Adding people to animations in 3D art, can be tedious, especially if it’s only to add life to an architectural walkthrough. With the latest release of Anima, AXYZ Design offers a standalone solution for mass people creation for Cinema 4D and 3ds Max.
As a massive fan of the first release of Anima, it is great to see that AXYZ has consolidated the feature set and has made Anima a lot less fiddly to use. The methodology of using Amima is pretty simple, load in geometry (.obj, .3ds, .dae, .fbx and .lwo formats are supported) from a 3D scene into Anima’s workspace, draw the paths that the people are to walk on, drop on some ‘actors’ (rigged people models, Anima comes with 24 rigged 3D adult models), press play and watch the actors walk and interact on the chosen path.
Customisable control
Then using the 3ds Max or Cinema 4D plug-ins place the highly detailed model into your scene. While performance can be slow in the host application, even when detail levels are reduced (we tested with Cinema 4D) the actors in the actual Anima software work well, giving you a good sense of the actions in the scene. The actors aren’t limited to walking, they can be seated in groups or stood congregated looking at user-specific points, for example.

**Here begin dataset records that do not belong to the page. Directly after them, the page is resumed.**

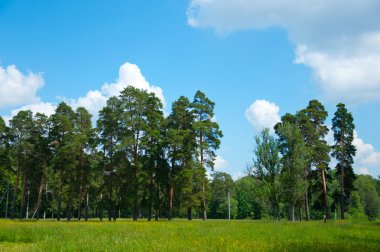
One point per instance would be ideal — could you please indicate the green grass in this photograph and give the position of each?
(181, 235)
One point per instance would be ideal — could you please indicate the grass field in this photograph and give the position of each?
(181, 235)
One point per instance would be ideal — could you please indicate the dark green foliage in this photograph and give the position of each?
(138, 163)
(370, 200)
(267, 169)
(344, 151)
(220, 186)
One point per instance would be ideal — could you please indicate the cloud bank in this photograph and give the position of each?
(93, 101)
(339, 40)
(263, 114)
(17, 88)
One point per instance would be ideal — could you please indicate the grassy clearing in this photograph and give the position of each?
(181, 235)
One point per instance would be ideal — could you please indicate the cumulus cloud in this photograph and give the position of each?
(93, 101)
(130, 75)
(40, 107)
(17, 88)
(367, 159)
(220, 163)
(263, 114)
(338, 40)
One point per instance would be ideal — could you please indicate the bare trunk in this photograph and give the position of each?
(325, 194)
(307, 206)
(292, 213)
(60, 195)
(101, 208)
(23, 197)
(171, 202)
(68, 215)
(135, 209)
(189, 213)
(42, 183)
(203, 182)
(204, 201)
(15, 192)
(300, 213)
(86, 210)
(150, 212)
(156, 215)
(342, 182)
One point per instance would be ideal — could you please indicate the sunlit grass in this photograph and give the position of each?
(181, 235)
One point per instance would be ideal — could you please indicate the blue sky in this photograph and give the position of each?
(256, 60)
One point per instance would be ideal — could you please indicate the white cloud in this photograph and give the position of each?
(366, 155)
(220, 163)
(367, 159)
(263, 114)
(130, 75)
(364, 171)
(93, 101)
(41, 107)
(338, 40)
(17, 88)
(237, 175)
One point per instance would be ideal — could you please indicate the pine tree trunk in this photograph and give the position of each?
(23, 197)
(189, 213)
(325, 194)
(42, 183)
(292, 213)
(68, 215)
(150, 212)
(342, 182)
(300, 213)
(60, 195)
(86, 210)
(171, 202)
(204, 201)
(101, 208)
(307, 210)
(109, 201)
(156, 215)
(15, 192)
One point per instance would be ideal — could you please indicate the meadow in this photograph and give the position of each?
(196, 235)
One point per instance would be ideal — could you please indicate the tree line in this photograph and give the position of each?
(139, 163)
(135, 162)
(291, 175)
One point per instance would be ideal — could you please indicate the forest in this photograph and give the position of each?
(138, 163)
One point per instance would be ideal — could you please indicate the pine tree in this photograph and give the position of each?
(344, 151)
(208, 139)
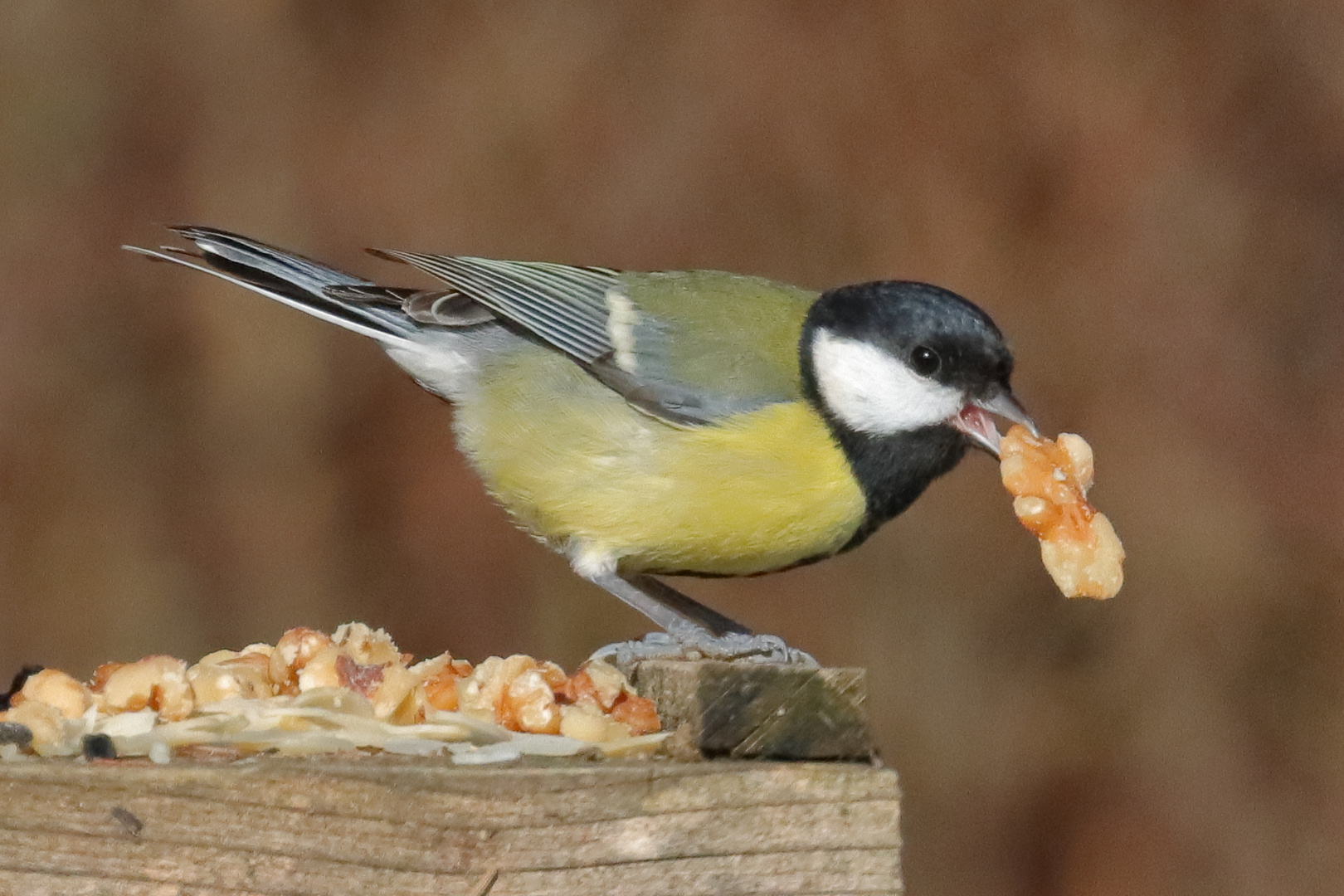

If the scene contains walkways or escalators, Anima handles that with ease, and the new control paradigm makes linking escalators to existing paths straightforward. If the base model has undulations, stairs or ramps, Anima’s basic path setup handles them pretty well.
The actors in Anima work well, giving you a good sense of the actions in the scene
The people models that come with Anima are really well detailed and are fully posable using the new figure interface. In this interface a huge range of options from hair colour to clothes type can be modified, and there’s a range of motion options that can be dragged and dropped onto the actor. Anima can import models from the AXYZ library available online or your own figures, plus your own motion data.
Populating large scenes is easy with the crowd options, and while Anima does have a unique UI, once the basics are learned there is a surprising amount of depth available. Another great new feature are traffic lights which can hold the actors for a set time and let them walk when needed, even paused the actors show some movement.
As this is a complete ground up upgrade, some of the export options aren’t currently available such as file export to alembic or .fbx, but they are coming. At the price Anima is an absolute steal, and it does a great job of providing a huge range of options with the stock setup and actor library for near enough any scenario that needs to be populated.